Pls. let me know that how the 160 (or) 160000 is used to find the weight of s.steel blank?.
Thx.
Thx.
I saw a methode to find weight of steel blank.
This is the formula: Dia x Dia x Thick/160
How did 160 come?
Pakirmohd, what units do you work in for length and weight?
The equation for weight of a cylinder (i.e. circular blank) is:
Weight = (3.14*D*D/4)*(thickness)*(density)
The 160 probably comes from simplification of:
a) pi (3.14)
b) 4
c) the density of steel
d) any unit conversions.
Interesting.
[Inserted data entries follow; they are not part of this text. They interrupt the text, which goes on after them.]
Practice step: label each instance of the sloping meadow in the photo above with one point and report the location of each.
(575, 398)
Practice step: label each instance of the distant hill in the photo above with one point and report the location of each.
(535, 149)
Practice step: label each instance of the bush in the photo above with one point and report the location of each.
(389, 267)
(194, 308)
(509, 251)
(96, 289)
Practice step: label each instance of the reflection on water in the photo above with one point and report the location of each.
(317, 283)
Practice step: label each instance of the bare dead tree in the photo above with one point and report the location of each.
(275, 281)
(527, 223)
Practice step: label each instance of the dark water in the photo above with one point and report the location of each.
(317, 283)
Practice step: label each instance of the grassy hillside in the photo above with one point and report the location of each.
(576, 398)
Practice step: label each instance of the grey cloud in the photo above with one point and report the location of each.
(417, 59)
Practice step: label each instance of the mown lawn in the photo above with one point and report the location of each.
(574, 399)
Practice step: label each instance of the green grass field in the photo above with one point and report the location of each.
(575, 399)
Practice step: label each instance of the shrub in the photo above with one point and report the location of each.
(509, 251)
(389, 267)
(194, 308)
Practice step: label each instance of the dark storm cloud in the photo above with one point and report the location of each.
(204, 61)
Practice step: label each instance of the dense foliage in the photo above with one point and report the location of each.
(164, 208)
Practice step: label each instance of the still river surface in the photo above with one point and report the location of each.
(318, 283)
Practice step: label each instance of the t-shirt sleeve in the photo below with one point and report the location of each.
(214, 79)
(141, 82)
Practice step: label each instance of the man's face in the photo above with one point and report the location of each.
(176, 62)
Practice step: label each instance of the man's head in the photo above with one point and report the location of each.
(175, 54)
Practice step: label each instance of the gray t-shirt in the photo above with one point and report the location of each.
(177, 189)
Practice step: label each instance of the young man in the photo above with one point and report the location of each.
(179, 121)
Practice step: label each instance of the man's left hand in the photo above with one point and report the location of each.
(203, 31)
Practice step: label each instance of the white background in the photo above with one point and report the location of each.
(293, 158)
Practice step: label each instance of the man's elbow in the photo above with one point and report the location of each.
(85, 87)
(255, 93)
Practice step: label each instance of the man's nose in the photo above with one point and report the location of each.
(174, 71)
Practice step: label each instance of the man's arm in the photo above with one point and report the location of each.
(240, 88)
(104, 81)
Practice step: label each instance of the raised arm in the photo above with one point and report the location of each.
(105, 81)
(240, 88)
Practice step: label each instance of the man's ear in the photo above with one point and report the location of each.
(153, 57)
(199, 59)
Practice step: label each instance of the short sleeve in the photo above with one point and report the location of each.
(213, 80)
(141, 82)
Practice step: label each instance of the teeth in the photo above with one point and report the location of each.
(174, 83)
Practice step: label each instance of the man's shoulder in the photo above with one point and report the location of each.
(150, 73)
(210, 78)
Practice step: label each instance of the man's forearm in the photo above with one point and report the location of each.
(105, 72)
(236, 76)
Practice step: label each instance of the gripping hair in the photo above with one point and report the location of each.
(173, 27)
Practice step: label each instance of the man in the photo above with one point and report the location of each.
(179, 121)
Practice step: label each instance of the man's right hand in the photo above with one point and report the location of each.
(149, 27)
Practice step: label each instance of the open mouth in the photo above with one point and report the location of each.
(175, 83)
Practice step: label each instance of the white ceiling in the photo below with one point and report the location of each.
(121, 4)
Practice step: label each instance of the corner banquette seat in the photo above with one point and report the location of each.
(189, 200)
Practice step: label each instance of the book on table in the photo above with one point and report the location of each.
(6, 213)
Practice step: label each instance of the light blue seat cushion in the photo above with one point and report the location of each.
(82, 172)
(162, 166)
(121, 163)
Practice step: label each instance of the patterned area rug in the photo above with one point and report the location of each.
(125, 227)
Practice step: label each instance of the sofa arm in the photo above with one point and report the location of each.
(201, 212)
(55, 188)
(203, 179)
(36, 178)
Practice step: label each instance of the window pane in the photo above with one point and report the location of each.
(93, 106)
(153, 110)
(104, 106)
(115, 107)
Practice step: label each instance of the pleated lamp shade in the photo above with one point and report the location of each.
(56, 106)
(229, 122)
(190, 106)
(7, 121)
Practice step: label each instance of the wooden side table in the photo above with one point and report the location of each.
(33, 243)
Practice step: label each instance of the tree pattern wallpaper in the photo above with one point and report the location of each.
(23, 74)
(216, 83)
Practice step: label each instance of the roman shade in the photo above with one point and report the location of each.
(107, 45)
Thx.
I do not believe that the given equation can be assumed to be a valid general equation for determining tubing weights; because the substitution of D*d to replace "(D^2 - d^2)" in a the standard equation: (D^2 - d^2) * pi/4 * t (thickness of the plate) for the volume of metal in a cylinder is not valid.
The only way I can see the above equation being valid is if it is for a specific O.D. I.D. ratio tube; where, for example, d = D/2 and the 2 is one of the factors included in the 160 divisor value.
The D*D in above equation is only the equivalent of D^2 in the standard formula: D^2 * pi/4 * t for the volume of metal in a solid round bar.
I also performed trials using the standard density for a number of metals in the equation and none resulted in the 160 divisor value.
The equation I presented is only valid for a solid steel blank, see attached picture.
Pakirmohd, what units are you using for this equation? Meters? centimeters? millimeters? Inches? And for weight... Pounds? kilograms?
Thanks,
Will
Dear Will,
It's mm.
Pakirmohd, please forgive my confusion, while I realize the correct geometrical term for a solid cylindrical shape is a "cylinder", in the ********** in which I have worked this term is principally utilized to indicate a tubular item and "round bar" is the term used to identify a solid cylinder of material.
1/160 = 0.0063 as a multiplier and I cannot find a single material units of density that will convert this to the generally acceptable density value of .283 lb/ft^3 or 489 lb/ft^3 for basic steel.
In addition to Will1234's request for the units, can you also attach a copy of the original document giving this equation?
It's great answer with perfect calculation.